Thursday, June 23, 2011
The Priority of Culture
Culture precedes apologetics—or maybe it would be more accurate to say apologetics only matters for the believer when it leads him to a greater comfort with or confidence in the culture that has formed and continues to form him, freeing him from doubts so that the culture can mold him more deeply. (Critical reflection on that culture and argument is the job of theology, and theology may, of course, suggest doubts. It’s complicated, as they say in movies.)Somewhere in this mix lie the problems with politics we Evangelicals seem to have. We have engaged politics in an effort to engage culture, when politics, in reality, flows out of culture. We argue when something other is called for.

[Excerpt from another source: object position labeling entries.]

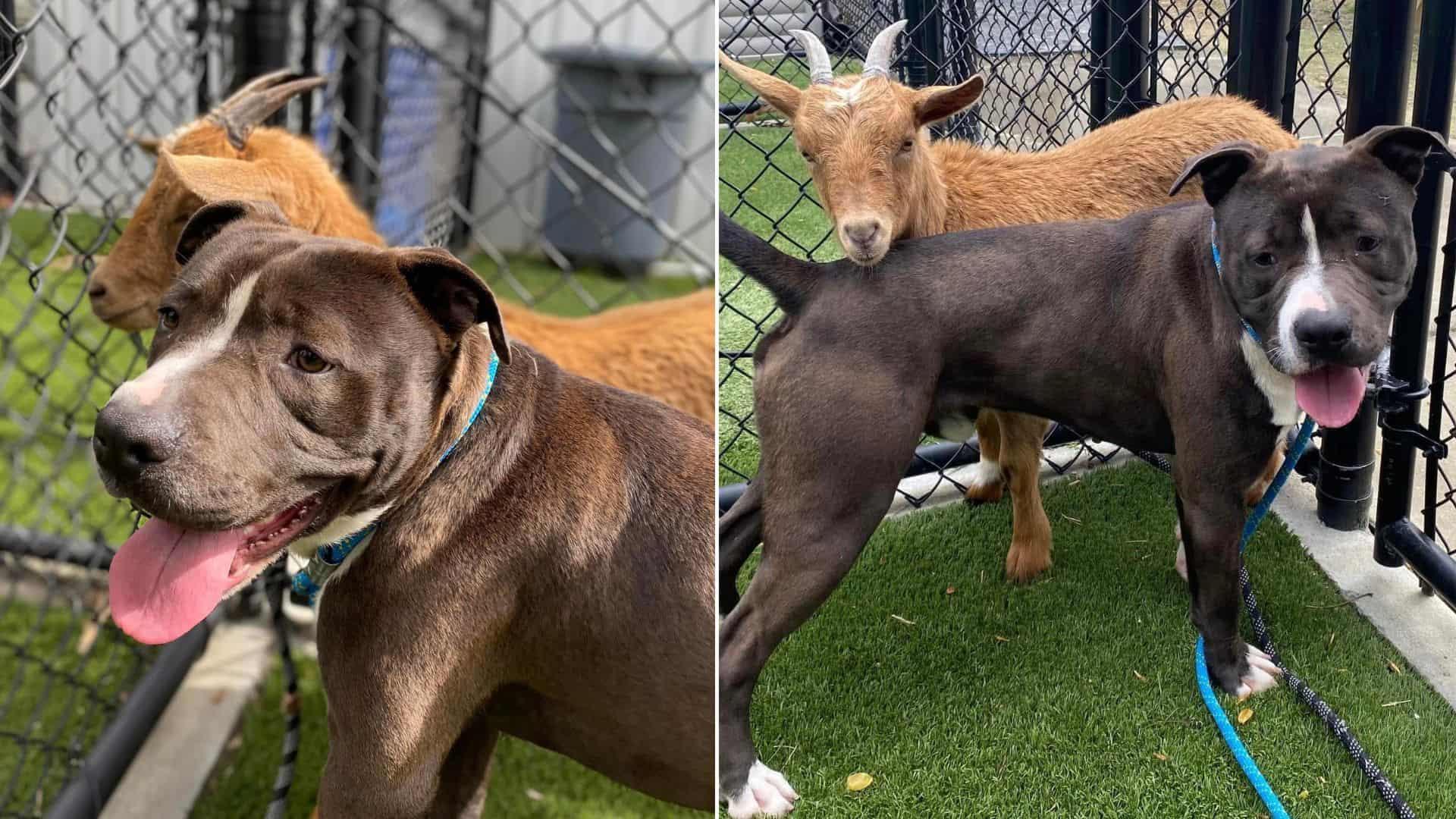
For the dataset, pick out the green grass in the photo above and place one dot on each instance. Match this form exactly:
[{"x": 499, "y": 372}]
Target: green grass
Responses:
[
  {"x": 526, "y": 781},
  {"x": 49, "y": 670},
  {"x": 1027, "y": 701}
]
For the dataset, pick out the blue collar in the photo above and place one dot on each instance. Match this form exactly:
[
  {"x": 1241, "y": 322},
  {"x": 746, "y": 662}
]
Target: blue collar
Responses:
[
  {"x": 1218, "y": 267},
  {"x": 329, "y": 557}
]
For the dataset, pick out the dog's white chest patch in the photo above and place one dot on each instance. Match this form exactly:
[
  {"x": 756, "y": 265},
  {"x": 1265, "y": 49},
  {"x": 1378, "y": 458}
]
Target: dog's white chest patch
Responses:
[{"x": 1277, "y": 388}]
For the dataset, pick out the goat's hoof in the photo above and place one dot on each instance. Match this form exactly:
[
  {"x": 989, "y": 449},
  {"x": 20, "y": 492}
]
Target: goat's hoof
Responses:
[{"x": 1025, "y": 563}]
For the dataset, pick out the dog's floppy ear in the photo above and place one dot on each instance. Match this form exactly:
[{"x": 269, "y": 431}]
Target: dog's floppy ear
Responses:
[
  {"x": 1219, "y": 168},
  {"x": 453, "y": 295},
  {"x": 1402, "y": 149},
  {"x": 937, "y": 102},
  {"x": 212, "y": 219}
]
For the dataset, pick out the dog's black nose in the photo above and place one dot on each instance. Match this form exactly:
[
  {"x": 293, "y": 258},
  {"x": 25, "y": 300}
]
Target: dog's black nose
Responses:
[
  {"x": 1323, "y": 333},
  {"x": 127, "y": 441}
]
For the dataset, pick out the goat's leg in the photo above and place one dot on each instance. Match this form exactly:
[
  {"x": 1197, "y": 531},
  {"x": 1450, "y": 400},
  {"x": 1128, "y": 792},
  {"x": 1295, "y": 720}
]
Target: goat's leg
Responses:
[
  {"x": 1030, "y": 551},
  {"x": 987, "y": 480}
]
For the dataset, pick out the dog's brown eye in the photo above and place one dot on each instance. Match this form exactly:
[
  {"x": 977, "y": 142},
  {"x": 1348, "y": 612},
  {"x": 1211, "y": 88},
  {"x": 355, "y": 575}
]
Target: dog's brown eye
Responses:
[{"x": 306, "y": 360}]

Jesus’ condemnation of the Pharisees might apply to many of us, cut rate Gnostics that we are, who assume—partly, perhaps, because we like to argue and think we’re good at it—that knowledge and particularly success in argument is the essence of the Faith. We could easily be found praying “Lord, I thank you that I am not like that poor guy over there with his holy cards, who wouldn’t know what to say to Richard Dawkins,” when he is having a lively and intimate conversation with Our Lord, His Mother, and several saints with whom we are not yet on speaking terms.
We use, I believe, apologetics and argument as a shield against the real and deep working of the Holy Spirit. Yes, we are transformed by the renewing of our minds, but renewal is not the same as education. We isolate Christ to the merely intellectual, and hence He never affects our personal culture and therefore can never affect the larger culture, which in turn would change the politics of the nation.
AS with most things, if you you really want to make them better, you must start with making yourself better. I wonder what would have if the church quit focusing on growth and started focusing on building a church culture?